Des rapaces et des hommes

Cerner les relations qui se sont établies entre hommes et rapaces au cours des siècles en Pays Basque n’est pas une chose aisée. Cette histoire reste à écrire.

Arrano sugejalea © Alain Pagoaga

Le rapaces ont ici aussi comme dans d’autres civilisations marqué l’esprit des hommes et en particulier des bergers, populations les plus en contact notamment avec les grands rapaces charognards. Comme le signale le biologiste Claude Dendaletche, « ces oiseaux, par leurs comportements, modes de vie, ont en effet suscité l’élaboration de croyances et de rites… En effet quel animal incarne mieux que les vautours cette réalité : la vie n’existe que parce qu’elle est permise par la mort ».

Dans la partie la plus montagneuse de la province de Soule, il existait des exemples saisissants de chants sans paroles, « basa ahaideak » évoquant le vol de rapaces. Les deux plus connus sont « Belatxa » (l’épervier en souletin) et « Arranoa » (l’aigle ou le vautour ?). D’après les témoignages recueillis auprès de leurs interprètes, ils évoqueraient le désir de l’homme de s’envoler vers le soleil à la manière des rapaces cités.

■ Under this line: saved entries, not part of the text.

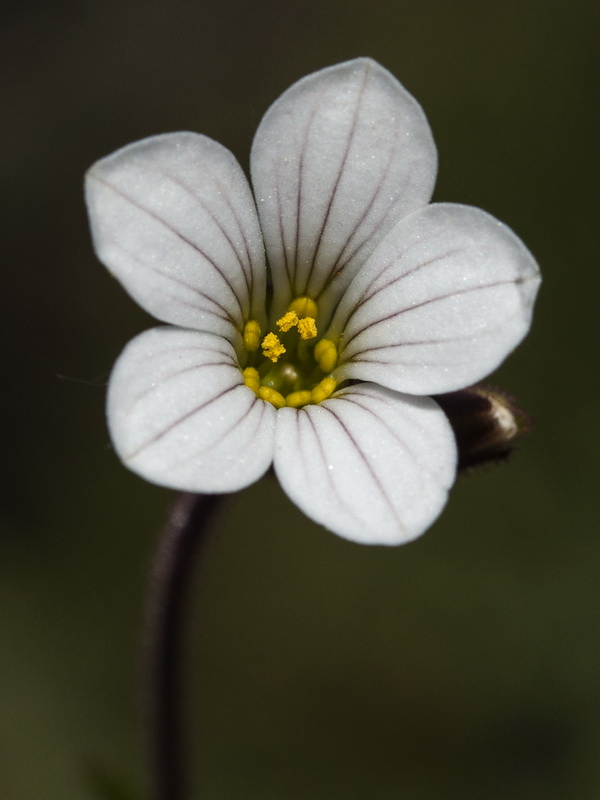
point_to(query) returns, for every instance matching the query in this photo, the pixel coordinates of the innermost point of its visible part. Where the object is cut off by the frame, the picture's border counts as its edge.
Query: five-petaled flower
(319, 355)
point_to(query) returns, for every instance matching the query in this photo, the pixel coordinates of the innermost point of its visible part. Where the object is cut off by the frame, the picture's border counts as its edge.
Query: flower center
(293, 366)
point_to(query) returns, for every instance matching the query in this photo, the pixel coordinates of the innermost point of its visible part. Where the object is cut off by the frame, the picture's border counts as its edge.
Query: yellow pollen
(271, 396)
(251, 335)
(272, 347)
(252, 379)
(325, 354)
(298, 399)
(304, 307)
(323, 390)
(307, 328)
(288, 321)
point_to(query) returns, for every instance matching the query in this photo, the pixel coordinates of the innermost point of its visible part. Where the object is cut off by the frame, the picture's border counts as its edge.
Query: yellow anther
(298, 399)
(251, 335)
(323, 390)
(252, 379)
(288, 321)
(271, 396)
(272, 347)
(307, 328)
(325, 354)
(304, 307)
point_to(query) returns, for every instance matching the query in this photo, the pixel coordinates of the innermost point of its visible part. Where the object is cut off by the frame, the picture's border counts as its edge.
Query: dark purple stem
(171, 576)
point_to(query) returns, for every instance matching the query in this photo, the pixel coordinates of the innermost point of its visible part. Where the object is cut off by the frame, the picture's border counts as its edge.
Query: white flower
(378, 300)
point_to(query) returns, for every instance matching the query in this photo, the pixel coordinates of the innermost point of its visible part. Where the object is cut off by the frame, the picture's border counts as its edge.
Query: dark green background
(464, 666)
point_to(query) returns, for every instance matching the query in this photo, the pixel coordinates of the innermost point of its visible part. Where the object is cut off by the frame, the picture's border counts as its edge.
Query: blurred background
(462, 666)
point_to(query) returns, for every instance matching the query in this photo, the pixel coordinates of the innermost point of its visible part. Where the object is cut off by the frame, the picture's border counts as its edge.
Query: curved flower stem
(168, 592)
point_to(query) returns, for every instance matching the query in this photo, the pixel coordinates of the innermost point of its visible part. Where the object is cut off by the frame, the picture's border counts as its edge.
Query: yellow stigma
(287, 322)
(325, 354)
(272, 347)
(251, 335)
(323, 390)
(307, 328)
(304, 307)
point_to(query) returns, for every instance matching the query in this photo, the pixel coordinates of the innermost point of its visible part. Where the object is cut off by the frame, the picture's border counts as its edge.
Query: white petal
(443, 300)
(180, 416)
(174, 219)
(336, 161)
(371, 465)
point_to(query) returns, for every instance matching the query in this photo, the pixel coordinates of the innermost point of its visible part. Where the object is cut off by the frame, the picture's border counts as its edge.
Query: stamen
(325, 354)
(307, 328)
(272, 347)
(287, 322)
(323, 390)
(298, 399)
(271, 396)
(252, 379)
(251, 335)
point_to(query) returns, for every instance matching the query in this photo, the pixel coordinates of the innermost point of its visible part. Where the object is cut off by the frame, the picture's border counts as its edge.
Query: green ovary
(294, 366)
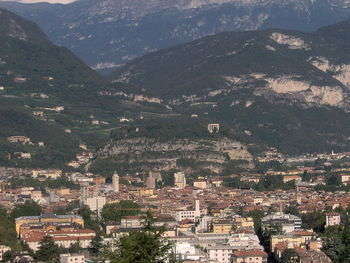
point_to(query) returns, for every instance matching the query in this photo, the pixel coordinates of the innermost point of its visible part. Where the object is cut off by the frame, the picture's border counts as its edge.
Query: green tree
(289, 256)
(8, 235)
(89, 221)
(75, 248)
(8, 256)
(114, 212)
(29, 208)
(96, 245)
(315, 220)
(48, 250)
(143, 246)
(306, 177)
(292, 209)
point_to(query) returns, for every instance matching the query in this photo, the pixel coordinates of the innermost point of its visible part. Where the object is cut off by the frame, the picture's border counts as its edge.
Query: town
(219, 219)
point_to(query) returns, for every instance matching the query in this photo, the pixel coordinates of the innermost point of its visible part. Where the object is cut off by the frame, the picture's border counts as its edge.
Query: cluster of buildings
(206, 221)
(65, 230)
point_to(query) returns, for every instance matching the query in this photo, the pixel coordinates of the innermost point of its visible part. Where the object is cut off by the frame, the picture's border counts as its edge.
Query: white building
(189, 214)
(3, 250)
(115, 182)
(221, 254)
(332, 219)
(180, 180)
(186, 250)
(95, 203)
(72, 258)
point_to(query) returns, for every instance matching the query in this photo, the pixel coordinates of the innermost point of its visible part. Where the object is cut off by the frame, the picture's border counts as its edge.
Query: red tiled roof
(249, 253)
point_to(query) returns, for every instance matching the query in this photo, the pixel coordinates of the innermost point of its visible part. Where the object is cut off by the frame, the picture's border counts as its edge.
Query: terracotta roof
(249, 253)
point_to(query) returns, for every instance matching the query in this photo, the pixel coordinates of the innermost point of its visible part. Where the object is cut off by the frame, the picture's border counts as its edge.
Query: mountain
(107, 34)
(277, 88)
(53, 99)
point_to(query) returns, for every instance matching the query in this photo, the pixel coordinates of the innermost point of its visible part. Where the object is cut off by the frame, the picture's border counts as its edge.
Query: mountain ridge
(107, 34)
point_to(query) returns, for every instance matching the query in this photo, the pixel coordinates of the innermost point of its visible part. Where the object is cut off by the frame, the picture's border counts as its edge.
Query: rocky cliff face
(151, 154)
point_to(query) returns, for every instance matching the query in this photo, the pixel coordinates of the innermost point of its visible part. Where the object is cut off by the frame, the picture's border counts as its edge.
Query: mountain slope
(278, 88)
(284, 62)
(108, 33)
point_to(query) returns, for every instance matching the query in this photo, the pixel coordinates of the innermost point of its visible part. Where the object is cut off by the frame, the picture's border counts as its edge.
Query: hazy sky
(48, 1)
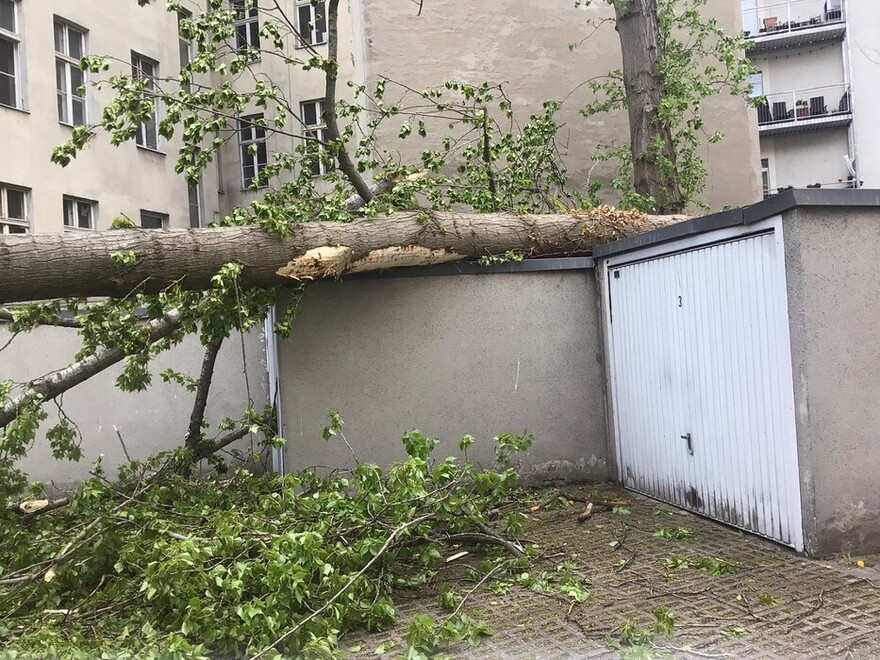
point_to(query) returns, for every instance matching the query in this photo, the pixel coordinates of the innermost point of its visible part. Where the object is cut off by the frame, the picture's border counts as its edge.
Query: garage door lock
(690, 443)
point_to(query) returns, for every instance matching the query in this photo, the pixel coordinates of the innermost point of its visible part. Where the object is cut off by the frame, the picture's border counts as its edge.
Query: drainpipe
(274, 386)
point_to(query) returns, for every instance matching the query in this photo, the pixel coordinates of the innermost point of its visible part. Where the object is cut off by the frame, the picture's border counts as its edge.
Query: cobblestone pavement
(775, 605)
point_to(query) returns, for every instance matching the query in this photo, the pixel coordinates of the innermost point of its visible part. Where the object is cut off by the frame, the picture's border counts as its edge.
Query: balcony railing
(785, 17)
(800, 109)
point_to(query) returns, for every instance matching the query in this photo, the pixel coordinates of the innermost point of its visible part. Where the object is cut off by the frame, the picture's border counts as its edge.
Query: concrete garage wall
(833, 271)
(449, 355)
(150, 421)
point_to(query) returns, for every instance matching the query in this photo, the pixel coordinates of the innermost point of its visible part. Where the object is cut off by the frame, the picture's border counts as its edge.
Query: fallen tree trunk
(45, 266)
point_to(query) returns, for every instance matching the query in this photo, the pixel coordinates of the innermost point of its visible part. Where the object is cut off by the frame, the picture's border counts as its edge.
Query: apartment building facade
(43, 94)
(818, 62)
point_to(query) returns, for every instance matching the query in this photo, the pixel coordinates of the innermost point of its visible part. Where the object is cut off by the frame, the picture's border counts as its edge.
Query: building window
(756, 80)
(151, 220)
(247, 25)
(13, 210)
(765, 177)
(145, 69)
(70, 45)
(318, 160)
(254, 156)
(10, 41)
(79, 213)
(195, 204)
(311, 22)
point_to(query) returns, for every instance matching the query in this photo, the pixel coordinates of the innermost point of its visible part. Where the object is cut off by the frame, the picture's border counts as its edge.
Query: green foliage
(698, 59)
(176, 568)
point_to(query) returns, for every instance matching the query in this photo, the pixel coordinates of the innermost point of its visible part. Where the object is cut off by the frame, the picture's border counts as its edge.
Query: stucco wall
(150, 421)
(526, 46)
(479, 354)
(834, 303)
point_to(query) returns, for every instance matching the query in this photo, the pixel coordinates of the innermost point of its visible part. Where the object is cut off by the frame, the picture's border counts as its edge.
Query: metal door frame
(687, 244)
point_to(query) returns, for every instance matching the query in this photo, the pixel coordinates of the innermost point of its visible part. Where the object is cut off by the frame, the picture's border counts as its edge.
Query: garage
(700, 377)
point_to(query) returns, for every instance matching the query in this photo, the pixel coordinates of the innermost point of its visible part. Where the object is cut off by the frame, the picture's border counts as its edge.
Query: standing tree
(673, 59)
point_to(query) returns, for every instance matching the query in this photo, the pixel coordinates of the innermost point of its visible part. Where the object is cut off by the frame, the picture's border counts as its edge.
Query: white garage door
(701, 383)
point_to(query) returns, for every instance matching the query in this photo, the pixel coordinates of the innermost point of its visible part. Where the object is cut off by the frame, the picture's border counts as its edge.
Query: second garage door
(701, 382)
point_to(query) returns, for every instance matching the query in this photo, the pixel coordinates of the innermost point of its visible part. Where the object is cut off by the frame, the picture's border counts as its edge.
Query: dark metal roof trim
(539, 265)
(744, 216)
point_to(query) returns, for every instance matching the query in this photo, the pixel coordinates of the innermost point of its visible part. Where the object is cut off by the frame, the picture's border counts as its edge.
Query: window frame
(247, 16)
(137, 72)
(316, 38)
(75, 203)
(5, 220)
(15, 38)
(317, 131)
(63, 57)
(245, 153)
(162, 217)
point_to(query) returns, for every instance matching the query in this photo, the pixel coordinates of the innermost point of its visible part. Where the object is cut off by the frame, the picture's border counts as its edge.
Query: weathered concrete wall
(833, 272)
(479, 354)
(149, 421)
(526, 46)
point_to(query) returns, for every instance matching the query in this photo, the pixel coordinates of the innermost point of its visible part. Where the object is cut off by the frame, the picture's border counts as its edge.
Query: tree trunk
(651, 144)
(45, 266)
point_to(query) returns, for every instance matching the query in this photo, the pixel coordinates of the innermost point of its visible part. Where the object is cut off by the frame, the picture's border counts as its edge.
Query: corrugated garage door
(702, 389)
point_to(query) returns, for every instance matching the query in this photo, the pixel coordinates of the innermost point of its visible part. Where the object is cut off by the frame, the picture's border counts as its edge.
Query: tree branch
(197, 417)
(62, 380)
(331, 72)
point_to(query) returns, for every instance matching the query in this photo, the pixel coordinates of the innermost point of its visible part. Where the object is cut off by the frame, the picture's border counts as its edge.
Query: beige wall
(122, 180)
(479, 354)
(297, 86)
(834, 304)
(526, 46)
(807, 158)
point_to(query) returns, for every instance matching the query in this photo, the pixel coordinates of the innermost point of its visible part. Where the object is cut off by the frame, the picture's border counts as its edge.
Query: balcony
(802, 110)
(794, 24)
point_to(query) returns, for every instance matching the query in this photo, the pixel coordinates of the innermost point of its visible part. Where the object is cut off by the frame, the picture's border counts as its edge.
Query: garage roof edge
(745, 215)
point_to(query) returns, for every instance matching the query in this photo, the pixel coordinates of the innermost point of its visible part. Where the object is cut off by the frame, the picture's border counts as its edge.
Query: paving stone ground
(776, 605)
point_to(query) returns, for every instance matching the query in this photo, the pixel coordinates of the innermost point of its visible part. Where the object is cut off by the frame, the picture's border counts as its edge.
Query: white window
(143, 68)
(252, 143)
(247, 25)
(195, 204)
(10, 65)
(13, 210)
(153, 220)
(756, 80)
(70, 43)
(79, 213)
(311, 22)
(312, 114)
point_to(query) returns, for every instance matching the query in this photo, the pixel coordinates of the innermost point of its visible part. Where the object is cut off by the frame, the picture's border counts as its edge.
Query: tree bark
(45, 266)
(651, 140)
(58, 382)
(330, 75)
(194, 434)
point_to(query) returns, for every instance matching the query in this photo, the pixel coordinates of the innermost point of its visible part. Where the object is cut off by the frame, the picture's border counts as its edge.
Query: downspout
(274, 387)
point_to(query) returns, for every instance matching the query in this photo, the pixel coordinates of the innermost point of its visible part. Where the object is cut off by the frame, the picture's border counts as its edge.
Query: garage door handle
(690, 443)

Bien entendu les rapaces n’ont pas ici aussi plus qu’ailleurs échappé à des préjugés et à des croyances qui leur ont coûté maintes persécutions et destructions. Ainsi certains rapaces ont-ils été chassés. Les anciennes cartes postales des tableaux de chasse de vautours fauves à la Rhune sont là pour nous le rappeler.

Ces persécutions ne devaient pas uniquement être l’oeuvre de chasseurs de passage. L’ethnologue Txomin Peillen souligne dans ses travaux menés sur la tradition de la chasse dans la province de Soule que les faucons, éperviers et milans pouvaient être pris dans des pièges ou tirés mais qu’en revanche les populations locales se refusaient à tuer les « petits et grands aigles », les vautours et le percnoptère d’Egypte en particulier. Cela portait malheur et ces oiseaux étaient de toute manière considérés comme de amis des bergers. Jean Baratçabal berger souletin dans les Arbailles durant la première guerre mondiale témoigne de cette « utilité » des vautours : « Les vautours tournant en rond dans le ciel indiquent l’endroit où se trouve une bête morte ou malade. Dans ce cas on peut la ramener sur nos épaules dans notre petit abri attenant à l’olha ».

De nos jours, l’application du cadre juridique de protection de la nature et le regain d’intérêt de l’opinion public pour les questions environnementales semblent à présent peser de tout leur poids sur les rapports hommes-rapaces. De vénérés, craints, haïs ou déconsidérés les rapaces sont devenus protégés ce qui en en soit un bien pour le maintien et le développement de leurs populations. Il est cependant tout aussi important que ces oiseaux soient considérés comme un bien commun à l’ensemble des habitants du piémont basque. Une patrimonialisation gage de protection pérenne qui ne pourra se faire sans le concours de tous les acteurs socio-économiques de la montagne basque et sans une sensibilisation et une éducation des plus jeunes.